Despite being one of the most popular crops in the world, there's a lot of mystery around edamame—immature soybeans cooked and served inside their pods. Is it an awesome plant-based protein source? Or will it completely mess with your hormones? Can you cook with it, or do you just eat it the way they serve it in those little bowls at sushi restaurants? Consider this your edamame primer because all your burning questions are about to be answered.
"Edamame is an excellent source of many nutrients and antioxidants and is a great food to include in your diet," says registered dietitian Mascha Davis, RD. Here's why you should consider it the next time you're looking for a plant-based protein to mix things up.
- Mascha Davis, MPH, RDN, registered dietitian and founder of Nomadista Nutrition
What are the most important edamame benefits for your bod?
1. It's a good source of protein. One cup of edamame has a whopping 14 grams of protein, making it an excellent energy source—especially for vegans. "It's higher in protein than chickpeas, lentils, or black beans," Davis says.
2. It has all the essential amino acids. Leucine, lysine, threonine, tryptophan...gang's all here! "Edamame has all nine essential amino acids," Davis says. This makes it a complete protein source, versus sources like grains, nuts, and seeds.
3. Edamame is a good source of fiber. This is another reason why Davis is into edamame. One cup has six grams of fiber, which is a fourth of your recommended daily intake.
4. It supports healthy weight management. You can thank all of edamame's great fiber for this one. "Fiber helps maintain a healthy weight by slowing down nutrient absorption," Davis says. "This is good because sugars are absorbed slower, so energy is released gradually and the body can metabolize those nutrients better. Fiber also contributes to heart health and can help lower cholesterol."
5. It's full of folate. "Edamame is a great source of folate," Davis says. Considering the nutrient is linked to lowering the risk of heart disease and strokes while also supporting hair and nail growth, that's a pretty major win.
6. Edamame is a good source of vitamin K. Vitamin K plays an essential role in blood clotting, helps maintain a healthy metabolism, and regulates calcium levels—and it just happens that edamame is full of it. "A cup of edamame covers about 41 percent of our daily vitamin K needs," Davis says. But it's important to pair it with olive oil, avocado, or another healthy fat to really reap the benefits. "Vitamin K is a fat-soluble vitamin, so eating some fat with the beans will help absorb more of it," Davis says.

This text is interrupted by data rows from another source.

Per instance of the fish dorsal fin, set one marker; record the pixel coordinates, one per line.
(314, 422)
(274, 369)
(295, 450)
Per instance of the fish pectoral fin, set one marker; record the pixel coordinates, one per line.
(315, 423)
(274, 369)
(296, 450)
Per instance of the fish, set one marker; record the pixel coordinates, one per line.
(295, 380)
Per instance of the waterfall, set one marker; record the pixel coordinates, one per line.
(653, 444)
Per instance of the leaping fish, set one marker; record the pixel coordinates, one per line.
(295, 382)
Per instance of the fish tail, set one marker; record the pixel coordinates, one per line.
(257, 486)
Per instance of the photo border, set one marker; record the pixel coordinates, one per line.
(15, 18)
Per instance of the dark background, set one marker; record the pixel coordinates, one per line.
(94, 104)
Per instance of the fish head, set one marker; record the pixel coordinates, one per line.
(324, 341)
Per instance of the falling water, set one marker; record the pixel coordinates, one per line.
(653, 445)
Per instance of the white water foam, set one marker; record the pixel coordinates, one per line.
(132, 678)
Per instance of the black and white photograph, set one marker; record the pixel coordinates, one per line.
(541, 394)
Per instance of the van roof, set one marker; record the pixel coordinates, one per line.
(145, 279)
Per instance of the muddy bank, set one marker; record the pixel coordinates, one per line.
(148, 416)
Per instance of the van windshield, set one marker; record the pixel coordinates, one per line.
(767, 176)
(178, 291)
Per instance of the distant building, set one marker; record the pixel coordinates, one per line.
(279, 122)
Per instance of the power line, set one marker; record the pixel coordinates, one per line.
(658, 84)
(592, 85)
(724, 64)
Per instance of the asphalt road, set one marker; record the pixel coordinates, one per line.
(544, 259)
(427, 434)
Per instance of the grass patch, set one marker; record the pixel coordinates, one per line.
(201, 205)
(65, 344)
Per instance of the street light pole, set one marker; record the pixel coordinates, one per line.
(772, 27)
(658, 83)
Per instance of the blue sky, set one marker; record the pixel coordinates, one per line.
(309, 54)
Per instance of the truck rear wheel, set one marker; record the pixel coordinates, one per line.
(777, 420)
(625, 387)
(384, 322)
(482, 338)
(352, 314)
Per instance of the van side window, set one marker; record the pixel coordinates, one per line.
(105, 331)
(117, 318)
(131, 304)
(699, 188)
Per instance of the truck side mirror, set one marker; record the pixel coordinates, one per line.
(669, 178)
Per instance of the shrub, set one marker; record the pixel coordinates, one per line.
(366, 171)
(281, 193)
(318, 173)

7. It has calcium. Not only does edamame have vitamin K, which helps regulate calcium levels, it contains calcium itself. That makes it a double-win for your bones.
Are there any downsides of eating edamame?
1. Edamame is a soy product, which has potential hormonal effects. Edamame is a type of soy and thus has a bad rep amongst some people in the wellness space for its hormone-disrupting potential. (Basically, soy is high in phytoestrogens, compounds that can mimic the activity of estrogens.) While scientific evidence has largely debunked the idea that moderate amounts of soy will disrupt healthy people's hormones, people who are pregnant, in treatment for hormone-related cancers, or taking thyroid medications should talk to their doctor before upping soy intake (including edamame) to make sure it won't interfere with your healthy.
2. Most edamame is genetically modified. The majority of soy is grown in the US and soy is one of the biggest GMO crops grown here. If this is something you're worried about, look for a certified organic food label when buying edamame products at the grocery store.
3 ways to try edamame—besides eating it straight from the pod
If you're looking for a completely plant-based lunch or dinner that's protein-packed enough to sustain you, this recipe from My New Roots is it. It's made with edamame and lentils—two great energy sources.
Edamame is a natural star in Asian-inspired dishes, as this Thai quinoa bowl so beautifully proves. The quinoa and cashews give additional protein while the broccoli, carrots, and red cabbage amp up the fiber.
You can also keep things simple and enjoy edamame on its own, with just salt and vinegar drizzled on top. Roasting them in the oven will help them absorb the flavor, making it a truly satisfying snack.